Sermon Summary - Sunday 5 March 2017

Main Bible passage:  Acts 8:25-40

To join Jesus’ church ought to feel like coming home to God, it ought to feel like you’re finally fitted into where you belong. Jesus showed this in the way he treated social outcasts (Lk 15:4-10) and in our verses we get a striking example of this with a man who previously felt pushed away.

Under the laws of Moses, barriers were set up in the social and cultural structure of Israel. Each person’s place in the nation and the worship of God was stipulated by what laws applied to them. Crimes committed would obviously affect their position but so would many other factors – for example: ethnicity (De 23:3), health (Le 13:3) and disability (De 23:1). The role of these barriers was to control Israel to a point at which she could be a limited recreation of the world before sin and curse, a mini-paradise (De 28:1-14). But humility was required to abide by them and gain the blessing: an acceptance that our human rebellion against God has done so much damage that all kinds of restrictions are needed in order to recreate a taste of what we threw away (Ge 3:16-19).

However, Jesus changed the situation. In his preaching he promised all who turned from sin and its spoiling effects to faith in him, would gain a place in an exciting new kingdom of unending and infinite blessing. Humble listeners were overjoyed to hear this. But others were proud, feeling that their law-keeping showed them to be fine people who didn’t need to repent (Mt 23:25-28). This was disastrous foolishness. God’s law was given to help us see sin (Ro 7:7-13) not as a way to bolster our sense of self-righteousness. It calls for humility, not pride.

Our passages shows this through a Gentile believer. The story begins after Philip has evangelised semi-Jewish Samaria (Ac 8:5), many have been converted (Ac 8:12) and the apostles, and heaven, have ratified the new situation (Ac 8:17). With the Lord having now reunited long-broken Israel (1Ki 12: 16,17), the apostles feel able to undertake a preaching tour of the land (v25). Philip, however, is reallocated to a special mission.

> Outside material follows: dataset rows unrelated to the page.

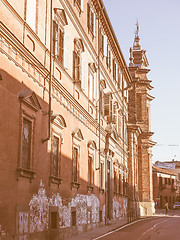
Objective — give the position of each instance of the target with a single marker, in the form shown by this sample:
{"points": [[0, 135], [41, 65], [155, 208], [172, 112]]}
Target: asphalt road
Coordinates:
{"points": [[158, 228]]}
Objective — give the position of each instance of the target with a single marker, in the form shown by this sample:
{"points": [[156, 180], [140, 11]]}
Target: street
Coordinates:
{"points": [[157, 228]]}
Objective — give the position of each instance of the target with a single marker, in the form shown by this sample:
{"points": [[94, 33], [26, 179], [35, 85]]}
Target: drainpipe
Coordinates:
{"points": [[50, 80]]}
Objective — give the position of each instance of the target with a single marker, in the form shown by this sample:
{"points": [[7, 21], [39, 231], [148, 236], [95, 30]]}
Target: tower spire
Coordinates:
{"points": [[136, 45]]}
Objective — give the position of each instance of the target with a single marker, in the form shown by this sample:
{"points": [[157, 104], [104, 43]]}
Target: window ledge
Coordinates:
{"points": [[75, 185], [55, 180], [26, 173]]}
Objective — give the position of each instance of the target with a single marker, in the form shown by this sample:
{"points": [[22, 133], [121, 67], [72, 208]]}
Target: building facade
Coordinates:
{"points": [[64, 83], [164, 187], [174, 167], [139, 130], [65, 122]]}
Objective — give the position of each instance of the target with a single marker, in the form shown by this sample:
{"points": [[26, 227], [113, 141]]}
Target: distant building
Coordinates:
{"points": [[174, 167], [140, 135], [164, 187]]}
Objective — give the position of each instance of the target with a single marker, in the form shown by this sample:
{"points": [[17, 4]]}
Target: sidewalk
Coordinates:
{"points": [[100, 230]]}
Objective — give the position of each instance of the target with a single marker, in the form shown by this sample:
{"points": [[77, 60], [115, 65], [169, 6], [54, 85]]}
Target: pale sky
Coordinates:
{"points": [[159, 23]]}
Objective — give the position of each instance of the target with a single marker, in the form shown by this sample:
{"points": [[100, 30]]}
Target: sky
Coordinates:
{"points": [[159, 31]]}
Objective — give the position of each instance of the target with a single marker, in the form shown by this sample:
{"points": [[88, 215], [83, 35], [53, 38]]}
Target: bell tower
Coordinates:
{"points": [[139, 116]]}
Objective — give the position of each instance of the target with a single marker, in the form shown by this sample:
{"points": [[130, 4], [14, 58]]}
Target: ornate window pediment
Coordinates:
{"points": [[77, 133], [29, 98], [60, 16]]}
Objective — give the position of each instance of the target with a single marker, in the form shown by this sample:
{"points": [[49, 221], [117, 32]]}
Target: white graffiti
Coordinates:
{"points": [[87, 208], [39, 211]]}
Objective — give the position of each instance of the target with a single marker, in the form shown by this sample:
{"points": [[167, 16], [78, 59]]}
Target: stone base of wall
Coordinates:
{"points": [[147, 208]]}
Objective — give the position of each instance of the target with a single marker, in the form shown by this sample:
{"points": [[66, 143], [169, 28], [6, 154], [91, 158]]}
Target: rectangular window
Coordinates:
{"points": [[119, 125], [101, 42], [91, 87], [108, 58], [54, 220], [76, 67], [90, 20], [79, 4], [26, 143], [114, 70], [90, 170], [120, 184], [120, 78], [101, 175], [58, 42], [75, 164], [115, 182], [55, 156], [31, 13], [139, 106], [124, 189], [115, 113], [73, 215], [108, 106]]}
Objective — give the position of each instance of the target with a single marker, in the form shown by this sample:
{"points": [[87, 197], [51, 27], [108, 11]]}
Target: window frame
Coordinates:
{"points": [[58, 51], [35, 28], [56, 178], [26, 172], [91, 20]]}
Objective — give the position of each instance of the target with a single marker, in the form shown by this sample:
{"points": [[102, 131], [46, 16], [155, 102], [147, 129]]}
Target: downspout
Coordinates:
{"points": [[50, 80]]}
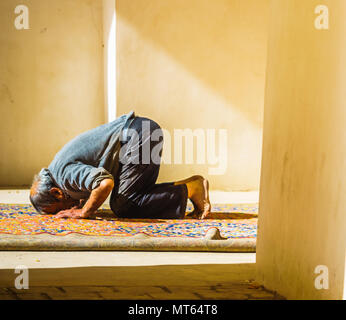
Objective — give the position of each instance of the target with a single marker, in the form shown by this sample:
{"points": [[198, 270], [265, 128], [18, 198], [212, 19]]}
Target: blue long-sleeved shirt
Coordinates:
{"points": [[86, 160]]}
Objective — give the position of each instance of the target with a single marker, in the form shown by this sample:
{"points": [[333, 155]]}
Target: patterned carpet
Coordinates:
{"points": [[232, 222]]}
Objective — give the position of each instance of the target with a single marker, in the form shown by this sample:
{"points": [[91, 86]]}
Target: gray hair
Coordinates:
{"points": [[42, 197]]}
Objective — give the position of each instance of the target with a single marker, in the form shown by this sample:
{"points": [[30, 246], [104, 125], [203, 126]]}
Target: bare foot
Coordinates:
{"points": [[198, 193]]}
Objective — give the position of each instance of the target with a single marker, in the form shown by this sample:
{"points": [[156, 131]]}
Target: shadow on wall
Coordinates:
{"points": [[197, 64]]}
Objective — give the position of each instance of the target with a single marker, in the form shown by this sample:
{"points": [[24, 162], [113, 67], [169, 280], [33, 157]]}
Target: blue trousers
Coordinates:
{"points": [[136, 193]]}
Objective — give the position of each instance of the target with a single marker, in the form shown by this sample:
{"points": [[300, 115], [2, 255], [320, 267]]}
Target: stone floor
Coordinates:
{"points": [[132, 275], [240, 290]]}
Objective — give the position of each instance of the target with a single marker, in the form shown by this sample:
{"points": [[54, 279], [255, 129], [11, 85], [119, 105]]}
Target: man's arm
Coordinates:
{"points": [[97, 197]]}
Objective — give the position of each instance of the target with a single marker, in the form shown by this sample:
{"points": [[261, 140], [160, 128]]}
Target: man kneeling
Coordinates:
{"points": [[122, 157]]}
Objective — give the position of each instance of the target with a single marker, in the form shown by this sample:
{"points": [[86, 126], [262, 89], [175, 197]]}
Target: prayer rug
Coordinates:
{"points": [[228, 228]]}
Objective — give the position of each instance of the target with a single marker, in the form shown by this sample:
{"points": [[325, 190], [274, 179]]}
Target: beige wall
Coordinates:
{"points": [[303, 186], [197, 64], [51, 82]]}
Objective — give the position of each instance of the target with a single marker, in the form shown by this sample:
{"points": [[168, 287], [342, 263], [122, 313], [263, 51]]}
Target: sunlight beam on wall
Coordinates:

Now that Jesus has put up his living temple (1Co 3: 16,17) across the whole of Israel’s ancient land, an event will occur that drives home the wonder of this new situation. So Philip is told to go south by an angel (v26), near to the area once ruled by the Philistines. In this fairly uninhabited place, he meets a top official of an African queen who has been to Jerusalem for worship (v27). As a Gentile eunuch he’ll have found his opportunities there extremely limited. But his willingness to travel and his desire to understand the Scriptures (v28) show this man has a strong, humble passion for the Lord. So the Lord sends Philip to him, to discuss a powerful part of Isaiah’s prophecy in which a servant suffers for Israel (v29-33).

The man cannot make sense of the passage (v34); but Philip can by speaking of Jesus (v35). His crucifixion beautifully fulfilled the sacrificial words of Isaiah 53. Jesus took onto himself the sin and damage of the world which God’s law exposed. His unique death then put on public display all God’s righteous anger against sin as Jesus took the burning punishment which our rebellion deserved. But then after he had dealt with it and died, God raised him back up and Jesus was now ready to build his glorious new temple and heavenly kingdom (Is 53:5). This means Philip can tell the eunuch that though he may be barred from Jerusalem’s temple, there is a greater temple wide open to him! The man is thrilled and immediately asks to be baptised, for he has faith in Jesus (v36). Philip takes him down into a pool at the roadside and from there he can go home a new man (v38). Philip, however, cannot go with him for it’s not yet time to evangelise overseas as he has did in Samaria. So the Spirit takes him north to coastal towns in Israel (v39,40).

In this story we see that our relationship with God has been spoiled by sin and we cannot repair it. But Jesus can fix it and give us a new life, in which we are welcomed into God’s home (He 10:19-22). We may feel out of place in this world, but we need not feel it in God’s home. So, like the eunuch, let’s rejoice in the baptism which set us on the road to such rich blessings (Is 56:3-5).